The time it'd have taken me to identify and write up *every single issue* in painstakingly comprehensive detail was ludicrous to the point where it'd be far quicker just to write a whole new implementation from scratch. Which, luckily enough, I've just spent the last 10 years learning how to do correctly. So I did that, and send them a nearly completed AE+OSA code patch for JXA well before 10.10 shipped. Response? Not so much as a "thanks but no thanks". And the JXA that's now shipped is a sack of shit.

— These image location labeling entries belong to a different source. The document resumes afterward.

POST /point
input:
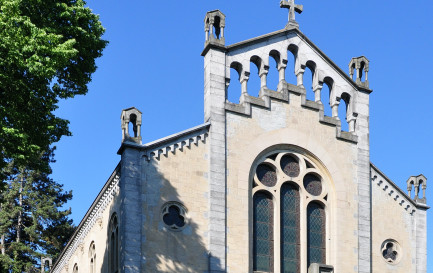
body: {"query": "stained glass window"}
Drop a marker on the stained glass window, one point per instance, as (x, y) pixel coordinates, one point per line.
(290, 242)
(290, 166)
(263, 224)
(266, 174)
(316, 228)
(389, 252)
(313, 184)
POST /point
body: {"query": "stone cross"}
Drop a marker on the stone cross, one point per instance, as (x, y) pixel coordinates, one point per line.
(292, 9)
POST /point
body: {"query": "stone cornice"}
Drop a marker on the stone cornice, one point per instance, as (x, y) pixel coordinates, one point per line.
(170, 143)
(105, 196)
(379, 179)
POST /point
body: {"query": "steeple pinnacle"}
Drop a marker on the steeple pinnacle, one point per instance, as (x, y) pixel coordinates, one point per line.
(292, 9)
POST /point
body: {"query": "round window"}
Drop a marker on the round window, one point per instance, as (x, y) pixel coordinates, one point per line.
(174, 216)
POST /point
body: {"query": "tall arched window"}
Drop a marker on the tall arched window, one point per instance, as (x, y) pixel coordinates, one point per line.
(263, 232)
(290, 237)
(75, 269)
(92, 258)
(114, 245)
(288, 186)
(316, 234)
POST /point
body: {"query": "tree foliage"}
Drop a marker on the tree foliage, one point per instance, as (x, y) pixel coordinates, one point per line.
(47, 52)
(32, 221)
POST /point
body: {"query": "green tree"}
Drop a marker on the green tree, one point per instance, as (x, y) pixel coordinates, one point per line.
(47, 53)
(32, 221)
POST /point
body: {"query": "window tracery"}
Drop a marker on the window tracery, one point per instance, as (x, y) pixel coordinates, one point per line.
(290, 196)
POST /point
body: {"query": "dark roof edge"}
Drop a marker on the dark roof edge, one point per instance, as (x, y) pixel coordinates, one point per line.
(417, 205)
(163, 140)
(101, 193)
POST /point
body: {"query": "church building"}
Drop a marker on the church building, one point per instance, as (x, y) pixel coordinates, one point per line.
(268, 184)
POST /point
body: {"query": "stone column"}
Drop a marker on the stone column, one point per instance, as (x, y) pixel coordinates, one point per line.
(364, 184)
(281, 74)
(130, 218)
(300, 77)
(317, 93)
(214, 103)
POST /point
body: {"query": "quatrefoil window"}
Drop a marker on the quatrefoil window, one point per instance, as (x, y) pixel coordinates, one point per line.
(391, 251)
(174, 216)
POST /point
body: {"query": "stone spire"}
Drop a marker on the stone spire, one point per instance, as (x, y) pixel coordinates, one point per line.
(292, 7)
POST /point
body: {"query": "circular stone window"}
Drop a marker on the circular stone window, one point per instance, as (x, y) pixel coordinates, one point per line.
(391, 251)
(266, 175)
(313, 184)
(174, 216)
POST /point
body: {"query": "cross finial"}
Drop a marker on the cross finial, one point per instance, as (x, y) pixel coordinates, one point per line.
(292, 9)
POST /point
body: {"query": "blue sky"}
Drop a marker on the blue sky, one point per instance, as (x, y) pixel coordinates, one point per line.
(153, 62)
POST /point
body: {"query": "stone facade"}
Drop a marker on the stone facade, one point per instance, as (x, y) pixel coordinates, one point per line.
(186, 203)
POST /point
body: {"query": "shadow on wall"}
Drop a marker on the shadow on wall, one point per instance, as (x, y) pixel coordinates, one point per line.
(172, 239)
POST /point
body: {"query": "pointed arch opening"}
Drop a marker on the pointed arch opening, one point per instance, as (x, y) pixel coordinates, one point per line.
(343, 110)
(254, 83)
(290, 228)
(263, 235)
(308, 79)
(328, 85)
(316, 234)
(234, 89)
(291, 62)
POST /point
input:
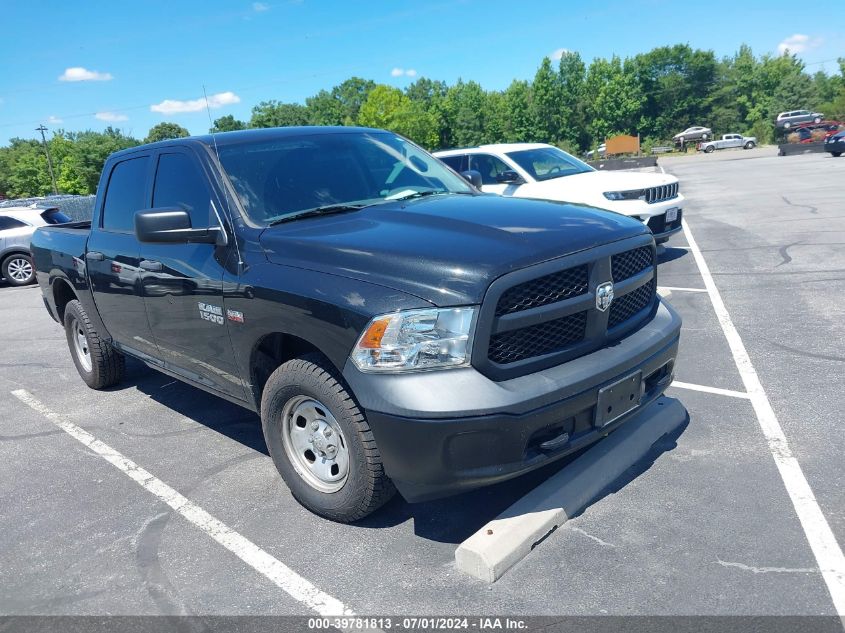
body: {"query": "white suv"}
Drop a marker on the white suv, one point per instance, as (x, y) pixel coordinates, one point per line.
(537, 170)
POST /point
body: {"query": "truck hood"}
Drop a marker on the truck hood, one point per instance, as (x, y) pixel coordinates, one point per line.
(444, 249)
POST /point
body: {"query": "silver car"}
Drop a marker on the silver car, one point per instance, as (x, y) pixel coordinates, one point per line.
(17, 224)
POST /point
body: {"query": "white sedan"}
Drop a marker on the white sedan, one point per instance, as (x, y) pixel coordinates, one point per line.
(537, 170)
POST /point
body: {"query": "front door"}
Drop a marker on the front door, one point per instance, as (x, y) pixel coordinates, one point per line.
(183, 283)
(112, 258)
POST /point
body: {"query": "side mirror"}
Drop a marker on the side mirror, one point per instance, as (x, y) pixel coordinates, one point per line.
(173, 226)
(472, 177)
(509, 177)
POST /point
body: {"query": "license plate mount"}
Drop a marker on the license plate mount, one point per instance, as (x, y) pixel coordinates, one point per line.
(620, 398)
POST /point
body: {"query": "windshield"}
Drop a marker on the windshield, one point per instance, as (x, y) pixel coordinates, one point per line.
(545, 163)
(288, 175)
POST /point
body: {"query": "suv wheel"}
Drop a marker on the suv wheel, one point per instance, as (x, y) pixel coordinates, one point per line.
(321, 443)
(18, 270)
(98, 363)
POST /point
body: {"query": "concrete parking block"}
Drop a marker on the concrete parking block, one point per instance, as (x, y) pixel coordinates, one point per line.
(511, 536)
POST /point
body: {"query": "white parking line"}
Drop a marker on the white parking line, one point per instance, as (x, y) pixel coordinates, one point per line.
(288, 580)
(705, 389)
(671, 288)
(829, 556)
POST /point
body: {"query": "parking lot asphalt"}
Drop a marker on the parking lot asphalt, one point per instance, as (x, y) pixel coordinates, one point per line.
(704, 525)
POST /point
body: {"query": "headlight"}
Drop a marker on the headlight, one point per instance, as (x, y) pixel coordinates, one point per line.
(439, 338)
(634, 194)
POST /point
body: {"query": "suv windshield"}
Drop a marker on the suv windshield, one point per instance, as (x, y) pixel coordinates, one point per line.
(545, 163)
(286, 176)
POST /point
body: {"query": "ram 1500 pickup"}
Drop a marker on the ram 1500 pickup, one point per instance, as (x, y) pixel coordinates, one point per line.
(394, 327)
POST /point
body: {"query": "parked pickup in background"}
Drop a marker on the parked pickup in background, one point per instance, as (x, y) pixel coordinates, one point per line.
(729, 140)
(394, 327)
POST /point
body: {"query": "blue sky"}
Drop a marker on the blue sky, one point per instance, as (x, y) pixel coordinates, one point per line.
(133, 64)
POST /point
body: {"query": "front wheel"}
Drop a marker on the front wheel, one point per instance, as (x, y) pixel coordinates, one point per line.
(321, 442)
(98, 363)
(18, 270)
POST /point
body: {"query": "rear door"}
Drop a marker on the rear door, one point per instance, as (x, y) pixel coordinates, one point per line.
(113, 256)
(183, 283)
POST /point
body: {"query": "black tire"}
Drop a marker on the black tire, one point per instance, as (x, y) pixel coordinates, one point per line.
(366, 487)
(14, 266)
(105, 366)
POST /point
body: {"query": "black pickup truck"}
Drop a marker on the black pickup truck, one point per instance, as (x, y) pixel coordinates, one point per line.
(394, 327)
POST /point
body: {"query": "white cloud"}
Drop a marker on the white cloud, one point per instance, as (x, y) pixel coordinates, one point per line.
(172, 106)
(111, 117)
(798, 43)
(78, 73)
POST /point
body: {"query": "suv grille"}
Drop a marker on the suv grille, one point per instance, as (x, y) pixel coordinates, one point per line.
(544, 321)
(544, 290)
(659, 194)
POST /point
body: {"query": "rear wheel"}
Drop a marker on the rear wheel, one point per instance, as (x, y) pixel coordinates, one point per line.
(18, 269)
(98, 363)
(321, 443)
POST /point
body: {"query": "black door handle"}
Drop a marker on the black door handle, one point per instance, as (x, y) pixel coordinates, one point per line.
(148, 264)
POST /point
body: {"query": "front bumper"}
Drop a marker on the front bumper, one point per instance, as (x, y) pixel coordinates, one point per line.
(445, 432)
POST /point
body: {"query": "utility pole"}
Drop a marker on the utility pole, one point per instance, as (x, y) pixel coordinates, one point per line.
(43, 129)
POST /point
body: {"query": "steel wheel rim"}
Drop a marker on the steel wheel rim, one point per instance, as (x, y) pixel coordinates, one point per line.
(19, 269)
(314, 444)
(80, 345)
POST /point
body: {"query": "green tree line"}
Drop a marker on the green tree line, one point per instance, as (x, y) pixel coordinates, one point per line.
(568, 103)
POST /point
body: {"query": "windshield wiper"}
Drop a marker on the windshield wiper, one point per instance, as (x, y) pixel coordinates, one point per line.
(420, 194)
(326, 210)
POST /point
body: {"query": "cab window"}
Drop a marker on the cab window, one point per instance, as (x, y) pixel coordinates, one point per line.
(125, 195)
(489, 167)
(179, 184)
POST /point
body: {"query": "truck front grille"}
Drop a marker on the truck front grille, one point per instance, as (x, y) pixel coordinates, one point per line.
(628, 305)
(659, 194)
(625, 265)
(544, 290)
(537, 340)
(546, 315)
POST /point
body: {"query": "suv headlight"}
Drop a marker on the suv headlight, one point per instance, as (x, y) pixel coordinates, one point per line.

So it's not a code problem, it's a people problem. And there's no "PEBKAC" category on Radar, so screw filing any more bug reports on _anything_, except the very small number of issues that directly impact my ability to do my own work. But I daresay we'll revisit this topic when 10.11 ships, so enough on that for now.

...

Getting back on track... you know what *really* tells Apple there are users out there? Actual users out there! Bums on seats is what counts; which in this case means lots of application developers adding scriptability to their apps, and lots and lots of users scripting those apps. Plus all of the associated activities that signal a thriving, growing customer base: new articles, books, tools, Twitter buzz, forum activity, and so on. Please now Google "JavaScript for Automation" activity in the last month - especially user help requests- and tell me what you think its take-home message to its intended audience really is. I'll wait.